Женщина продолжала взывать к нему, воздевая руки в той же величественно-строгой манере. Это было нелепо. Он слегка улыбнулся и махнул ей в ответ. Откровенно говоря, он бы без этого обошелся. В конце концов, если человек берет на себя труд вскарабкаться на башню, то понятно, что он ищет одиночества.
Алтын, помогавший ему в поисках квартиры, исполнял роль зазывалы для некоторых торговцев коврами и украшениями с Большого Базара. Вступая в разговоры с английскими и американскими туристами, он советовал, что покупать, в каких лавках и за какую цену. Они потратили целый день на осмотры и остановили выбор на жилом доме неподалеку от Таксима, мемориальной круглой площади, служащей в европейском квартале своеобразным Бродвеем. Многочисленные банки Стамбула доказывали здесь свою современность неоновыми вспышками рекламы, а посреди площади сам Ататюрк в натуральную величину вел ограниченную, но представительную группу сограждан к их блистательному восточному будущему.
Квартира считалась (Алтыном) принадлежащей тому же прогрессивному веянию: она была подключена к центральному отоплению, оборудована унитазом и ванной, почивший в бозе холодильник поддерживал обстановку своей престижностью. Арендная плата достигала шестисот лир в месяц, что соответствовало по официальному курсу шестидесяти шести долларам, но Алтын за эту сумму просил всего пятьдесят. Договор был рассчитан на шесть месяцев. Поскольку ему не терпелось покинуть отель, он согласился на этот срок.
Он испытывал к ней отвращение со дня переезда. Но за исключением ветхого тряпья, покрывавшего жалкую софу в «комнате для друзей», которое он принудил владельца убрать, все оставалось на своих на местах. Вплоть до сомнительных красоток, вырезанных из какого-то турецкого «Плейбоя», закрывающих своими телами пятна свежей штукатурки на стенах. Он решил ничего не переделывать: достаточно того, что он живет в этом городе, необходимости, чтобы ему здесь нравилось, нет.
Каждый день он ходил в консульство за своей почтой. Он перепробовал различные рестораны. Он осматривал достопримечательности и делал наброски к книге.
По четвергам он отправлялся в хаммам, чтобы вывести из организма накопленные за неделю шлаки и размять мышцы у массажиста.
Он ухаживал за зарождающимися усиками.
Он плесневел, как варенье в початой банке, забытой на последней полке его стенного шкафа.

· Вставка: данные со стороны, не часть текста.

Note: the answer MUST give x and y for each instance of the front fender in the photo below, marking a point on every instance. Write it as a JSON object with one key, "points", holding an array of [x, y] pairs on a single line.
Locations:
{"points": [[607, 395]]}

Он узнал, что в турецком языке существует специальное слово, обозначающее маленькие катышки грязи, образующиеся под пальцами, если потереть кожу после паровой бани; и другое, подражающее шуму кипящей воды: фукер, фукер, фукер. Кипящая вода вызывает, следовательно, в турецком сознании представление о первых фазах сексуального исступления, как для американцев, например, слово «электричество»[6]6
Имеется в виду, в первом случае, глагол «to fuck», а во втором, фонетическая похожесть корней «electricity» и «erection». – Прим. переводчика.
[Закрыть].
Во время обходов соседних замусоренных переулков и обветшалых лестниц, предпринятых с целью составить свою собственную географию, ему казалось, что он ее видит, эту женщину. Полностью он не был уверен. Он замечал ее издалека или краем глаза, мельком. Даже если это была та самая женщина, ничто пока еще не давало повода думать, что она преследует его. Речь могла идти о простом совпадении.
Но уверенности в любом случае не могло возникнуть. Ее лицо ничем особенным ему не запомнилось, а свериться с фотографией он не имел возможности, поскольку засветил пленку, вытаскивая ее из фотоаппарата.
Иногда после такой встречи он испытывал легкое недомогание. Дальше этого не шло.
Маленького мальчика он встретил в Ускюдаре. Это случилось в пору ранних заморозков середины ноября. Он в первый раз пересек Босфор, и когда, сойдя с парома, ступил на землю (впрочем, асфальт) новой, неизведанной, самой обширной части света, почувствовал, как вся эта огромная масса зовет его, тянет за рукав; восточная бездна всасывала в себя душу, стремилась поглотить.
Таковым и было его намерение в Нью-Йорке: сначала остановка в Стамбуле, самое большее на два месяца, для изучения языка; и следом – Азия.
Сколько раз речитативный перечень чудес околдовывал его: большие мечети Кайсери и Сиваса, Бейшехира и Афьон-Карахисара; грандиозная одинокость горы Арарат, и далее, все время на восток, Гилян и Мазендеран; Мешхед, Кабул, Гималаи. И все они сейчас протягивали к нему руки, руки поющих сирен, пытающихся завлечь в свои водовороты.
А он? Он отказывался. И очарованный приглашением, он все же отказывался. Даже страстно желая присоединиться к ним, – все равно отказывался. Поскольку был привязан к мачте, чтобы сопротивляться их зову. Он жил в этом городе, за пределами их волшбы, и именно здесь проживет до самого отъезда. Весною он рассчитывал вернуться в Соединенные Штаты.
Сиренам он кое в чем уступил: в этот солнечный день, уклонившись от маршрутов, рекомендованных Путеводителем, он решил полностью положиться на их волю. Пусть ведут, куда хотят.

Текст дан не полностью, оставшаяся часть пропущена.